To hold out evidence based medicine as the true holy grail however, is to deny the impossibility of limiting therapy to  evidence from double blind prospective controlled studies. There simply are not enough of those to apply to every clinical problem, or to the complexity of multiple problems at once. 

As one of the TWiV crew asked (I think it was Rich Condit, a PhD self proclaimed "lab nerd"): You are doing so many things to the patient, how do you figure out which part of the magic sauce was important?  Condit is not a clinician, but he had the experience of learning how to do lab science and he knew he had slowly accrued experience which helped him work more efficiently.

Ward medicine is something like the problem of developing a car which drives itself, as opposed to being driven by a experience driven driver who takes in multiple cues at once and without doing a study when he sees a ball bounce along the grass toward the road, hits the brakes because he knows (even if his intelligent car never notices the ball) that balls rolling down to the road are often followed by children in pursuit.


Semmelweiss observed that women who delivered their babies  in the hospital in Hungary  got infections after delivery, but women who delivered at home almost never did. He also observed physicians going from autopsy room to bedside and examining the vaginas of post partum women without washing their hands or using gloves. (Rubber gloves came much later.) He may not have had double blind controlled prospective studies but he had observation. He did not even have solid germ theory, but he had the ability to make connections and he advocated for washing hands between examining patients. He died in 1865, well before microbiology and germ theory had taken hold in medical practice, but he saved lives by cleaving to an observing, in his experience. 

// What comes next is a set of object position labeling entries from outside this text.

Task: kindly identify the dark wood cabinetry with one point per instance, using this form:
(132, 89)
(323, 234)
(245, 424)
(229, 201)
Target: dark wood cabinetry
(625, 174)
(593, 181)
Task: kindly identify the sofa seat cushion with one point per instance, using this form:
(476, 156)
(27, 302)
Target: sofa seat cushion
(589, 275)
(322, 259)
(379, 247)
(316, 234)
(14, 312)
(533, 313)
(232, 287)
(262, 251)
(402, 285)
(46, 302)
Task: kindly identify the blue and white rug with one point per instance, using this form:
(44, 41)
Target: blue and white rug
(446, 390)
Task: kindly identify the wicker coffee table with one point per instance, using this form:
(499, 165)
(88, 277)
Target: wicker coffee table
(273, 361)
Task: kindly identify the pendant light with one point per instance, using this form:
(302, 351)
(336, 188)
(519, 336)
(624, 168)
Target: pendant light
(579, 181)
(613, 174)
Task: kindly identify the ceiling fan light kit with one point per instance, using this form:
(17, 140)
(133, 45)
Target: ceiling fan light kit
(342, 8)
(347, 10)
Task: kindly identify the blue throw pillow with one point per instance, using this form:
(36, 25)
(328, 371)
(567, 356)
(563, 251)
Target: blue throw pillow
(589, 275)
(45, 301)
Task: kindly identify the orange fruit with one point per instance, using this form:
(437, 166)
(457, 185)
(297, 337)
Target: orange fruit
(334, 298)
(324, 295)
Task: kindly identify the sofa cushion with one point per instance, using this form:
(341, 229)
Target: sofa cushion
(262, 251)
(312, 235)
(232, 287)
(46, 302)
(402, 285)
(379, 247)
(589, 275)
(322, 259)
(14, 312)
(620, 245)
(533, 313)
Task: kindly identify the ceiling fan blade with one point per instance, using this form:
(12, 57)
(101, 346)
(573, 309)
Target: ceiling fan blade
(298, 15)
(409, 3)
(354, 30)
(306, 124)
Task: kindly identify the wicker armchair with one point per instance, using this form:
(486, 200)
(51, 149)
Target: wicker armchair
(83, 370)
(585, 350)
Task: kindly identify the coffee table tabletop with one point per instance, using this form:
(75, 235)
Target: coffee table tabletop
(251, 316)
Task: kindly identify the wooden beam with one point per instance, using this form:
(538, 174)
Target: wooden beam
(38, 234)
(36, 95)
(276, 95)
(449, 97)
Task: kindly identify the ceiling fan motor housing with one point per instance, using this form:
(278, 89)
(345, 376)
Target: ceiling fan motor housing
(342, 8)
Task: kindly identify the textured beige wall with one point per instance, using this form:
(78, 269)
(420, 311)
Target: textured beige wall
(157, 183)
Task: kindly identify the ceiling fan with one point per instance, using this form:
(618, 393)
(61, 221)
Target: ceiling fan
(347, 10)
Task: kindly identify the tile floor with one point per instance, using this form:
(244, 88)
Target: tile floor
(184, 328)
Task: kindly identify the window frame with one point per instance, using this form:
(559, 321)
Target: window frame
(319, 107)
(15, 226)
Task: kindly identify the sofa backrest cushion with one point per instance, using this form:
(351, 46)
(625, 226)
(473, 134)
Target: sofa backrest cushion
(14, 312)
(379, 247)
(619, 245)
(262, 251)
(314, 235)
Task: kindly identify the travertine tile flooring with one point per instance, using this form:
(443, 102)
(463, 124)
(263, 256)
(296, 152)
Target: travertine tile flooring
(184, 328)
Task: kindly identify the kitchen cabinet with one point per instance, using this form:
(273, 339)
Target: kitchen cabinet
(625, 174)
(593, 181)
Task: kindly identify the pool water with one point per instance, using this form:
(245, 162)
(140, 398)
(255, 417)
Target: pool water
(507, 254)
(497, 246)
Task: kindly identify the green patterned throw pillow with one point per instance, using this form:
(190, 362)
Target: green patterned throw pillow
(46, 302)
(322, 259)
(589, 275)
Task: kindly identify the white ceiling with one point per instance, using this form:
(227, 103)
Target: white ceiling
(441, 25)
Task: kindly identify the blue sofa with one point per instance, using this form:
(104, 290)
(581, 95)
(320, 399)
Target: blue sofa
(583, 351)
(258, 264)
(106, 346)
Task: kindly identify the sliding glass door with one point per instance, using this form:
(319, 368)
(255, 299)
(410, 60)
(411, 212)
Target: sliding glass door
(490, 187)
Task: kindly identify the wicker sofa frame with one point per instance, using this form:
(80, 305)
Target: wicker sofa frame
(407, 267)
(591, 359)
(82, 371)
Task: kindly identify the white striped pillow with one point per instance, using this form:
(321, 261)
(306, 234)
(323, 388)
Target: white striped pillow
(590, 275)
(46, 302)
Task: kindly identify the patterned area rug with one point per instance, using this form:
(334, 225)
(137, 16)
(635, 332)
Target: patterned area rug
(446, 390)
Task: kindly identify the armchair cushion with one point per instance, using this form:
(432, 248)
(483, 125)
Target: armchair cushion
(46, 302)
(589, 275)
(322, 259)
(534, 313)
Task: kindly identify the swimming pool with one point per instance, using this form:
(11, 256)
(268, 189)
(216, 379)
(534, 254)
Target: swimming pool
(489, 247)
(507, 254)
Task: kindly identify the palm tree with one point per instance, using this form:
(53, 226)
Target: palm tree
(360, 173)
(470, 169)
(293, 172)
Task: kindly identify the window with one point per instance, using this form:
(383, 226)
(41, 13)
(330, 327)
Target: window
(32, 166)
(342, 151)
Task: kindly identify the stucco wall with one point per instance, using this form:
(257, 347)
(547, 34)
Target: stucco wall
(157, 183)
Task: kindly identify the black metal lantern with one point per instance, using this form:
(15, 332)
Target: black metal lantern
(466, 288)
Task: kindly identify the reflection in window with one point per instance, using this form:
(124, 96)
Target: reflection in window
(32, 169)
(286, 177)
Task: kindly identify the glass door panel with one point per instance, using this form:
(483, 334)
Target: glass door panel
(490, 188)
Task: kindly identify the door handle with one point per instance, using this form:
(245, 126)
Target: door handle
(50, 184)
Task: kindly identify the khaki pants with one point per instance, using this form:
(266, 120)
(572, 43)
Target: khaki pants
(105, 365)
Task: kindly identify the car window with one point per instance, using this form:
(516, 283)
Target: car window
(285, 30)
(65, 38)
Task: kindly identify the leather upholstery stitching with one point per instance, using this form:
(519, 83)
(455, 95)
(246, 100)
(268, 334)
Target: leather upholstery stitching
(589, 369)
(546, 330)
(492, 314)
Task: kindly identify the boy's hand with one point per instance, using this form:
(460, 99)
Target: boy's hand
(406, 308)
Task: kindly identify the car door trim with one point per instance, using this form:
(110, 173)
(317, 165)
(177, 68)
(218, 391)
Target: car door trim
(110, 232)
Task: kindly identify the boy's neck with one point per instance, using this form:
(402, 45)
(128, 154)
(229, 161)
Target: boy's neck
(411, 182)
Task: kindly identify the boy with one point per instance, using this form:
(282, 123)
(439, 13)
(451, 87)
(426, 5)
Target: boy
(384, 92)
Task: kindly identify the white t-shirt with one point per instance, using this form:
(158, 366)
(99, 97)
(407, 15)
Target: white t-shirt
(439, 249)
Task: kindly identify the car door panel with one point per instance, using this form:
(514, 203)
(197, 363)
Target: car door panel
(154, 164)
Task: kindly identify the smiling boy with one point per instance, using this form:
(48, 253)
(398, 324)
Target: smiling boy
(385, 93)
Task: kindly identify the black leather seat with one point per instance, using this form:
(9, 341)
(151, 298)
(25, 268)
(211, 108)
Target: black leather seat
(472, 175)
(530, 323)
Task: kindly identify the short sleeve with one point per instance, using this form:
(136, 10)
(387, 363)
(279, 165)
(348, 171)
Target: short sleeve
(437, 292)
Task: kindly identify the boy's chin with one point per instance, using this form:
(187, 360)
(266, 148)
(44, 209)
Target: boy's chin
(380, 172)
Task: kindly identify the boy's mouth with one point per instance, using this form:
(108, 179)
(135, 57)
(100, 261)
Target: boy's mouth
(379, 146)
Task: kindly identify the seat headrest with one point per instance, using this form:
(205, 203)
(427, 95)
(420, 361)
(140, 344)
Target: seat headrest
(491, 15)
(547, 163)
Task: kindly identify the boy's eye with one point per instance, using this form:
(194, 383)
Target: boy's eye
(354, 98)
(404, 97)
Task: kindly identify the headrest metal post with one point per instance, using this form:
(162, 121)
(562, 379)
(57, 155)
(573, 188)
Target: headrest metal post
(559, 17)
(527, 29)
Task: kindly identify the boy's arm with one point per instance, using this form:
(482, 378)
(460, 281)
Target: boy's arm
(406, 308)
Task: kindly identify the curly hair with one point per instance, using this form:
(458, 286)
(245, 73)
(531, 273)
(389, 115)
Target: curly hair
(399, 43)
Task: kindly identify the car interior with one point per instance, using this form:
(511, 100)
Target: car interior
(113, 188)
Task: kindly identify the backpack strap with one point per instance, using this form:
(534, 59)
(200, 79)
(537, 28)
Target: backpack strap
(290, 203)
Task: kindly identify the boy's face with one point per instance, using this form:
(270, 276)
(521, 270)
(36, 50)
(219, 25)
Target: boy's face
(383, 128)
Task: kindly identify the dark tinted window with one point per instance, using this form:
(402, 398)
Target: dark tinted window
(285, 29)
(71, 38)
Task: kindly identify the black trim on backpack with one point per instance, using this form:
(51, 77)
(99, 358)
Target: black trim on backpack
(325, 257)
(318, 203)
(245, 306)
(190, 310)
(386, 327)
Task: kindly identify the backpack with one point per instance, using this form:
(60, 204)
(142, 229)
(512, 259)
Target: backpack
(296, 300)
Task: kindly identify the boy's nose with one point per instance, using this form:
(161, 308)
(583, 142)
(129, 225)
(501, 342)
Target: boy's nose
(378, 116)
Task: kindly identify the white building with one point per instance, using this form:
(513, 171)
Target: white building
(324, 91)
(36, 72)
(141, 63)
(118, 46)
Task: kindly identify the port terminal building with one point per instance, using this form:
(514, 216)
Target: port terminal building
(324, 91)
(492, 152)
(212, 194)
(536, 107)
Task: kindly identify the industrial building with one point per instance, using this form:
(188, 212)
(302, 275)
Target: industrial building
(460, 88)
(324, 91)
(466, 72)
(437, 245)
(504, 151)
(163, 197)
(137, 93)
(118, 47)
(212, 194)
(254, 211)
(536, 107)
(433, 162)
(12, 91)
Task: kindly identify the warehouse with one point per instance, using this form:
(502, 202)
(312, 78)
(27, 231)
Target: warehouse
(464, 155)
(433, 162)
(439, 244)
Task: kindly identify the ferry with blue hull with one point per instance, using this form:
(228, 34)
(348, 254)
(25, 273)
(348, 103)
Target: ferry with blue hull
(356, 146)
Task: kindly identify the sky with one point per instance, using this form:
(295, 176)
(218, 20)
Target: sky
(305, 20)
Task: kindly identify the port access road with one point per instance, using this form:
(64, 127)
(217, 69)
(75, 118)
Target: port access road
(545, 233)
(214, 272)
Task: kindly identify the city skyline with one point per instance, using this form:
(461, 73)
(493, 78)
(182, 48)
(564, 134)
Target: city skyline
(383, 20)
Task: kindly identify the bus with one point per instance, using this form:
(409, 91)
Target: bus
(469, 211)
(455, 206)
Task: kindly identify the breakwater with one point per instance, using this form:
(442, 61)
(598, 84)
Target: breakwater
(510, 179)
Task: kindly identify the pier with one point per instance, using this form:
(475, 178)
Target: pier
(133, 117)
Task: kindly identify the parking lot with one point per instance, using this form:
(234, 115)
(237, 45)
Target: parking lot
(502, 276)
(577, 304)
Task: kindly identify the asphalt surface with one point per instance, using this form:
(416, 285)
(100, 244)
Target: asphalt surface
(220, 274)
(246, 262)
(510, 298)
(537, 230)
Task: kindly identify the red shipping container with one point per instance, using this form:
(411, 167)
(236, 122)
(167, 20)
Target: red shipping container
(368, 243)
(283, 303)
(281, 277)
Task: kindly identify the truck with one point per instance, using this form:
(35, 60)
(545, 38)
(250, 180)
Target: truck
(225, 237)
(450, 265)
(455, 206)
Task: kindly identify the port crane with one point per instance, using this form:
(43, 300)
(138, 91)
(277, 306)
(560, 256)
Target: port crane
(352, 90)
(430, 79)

Daniel Griffin notes he's stopped using hydroxychloroquine, tosilisimab, remdesivir and azithromycin which were therapies without proper studies, but his reason for stopping them was his own observation they didn't work.  So he acts based on his observations, while he awaits better studies; he used them for a while, which is what other doctors have done. Try something until you lose faith. 

Putting patients prone, which he's observed increased oxygenation of his patients, has no evidence based studies, but as he says, "It seems to work." 

So, having stated what amounts to a practice of purity, he quickly diverges toward what seems practical. 

Still, he is trying for an ideal; you can't criticize him for trying for exalting an ideal,  and if your mother got sick with COVID19, you'd want him taking care of her.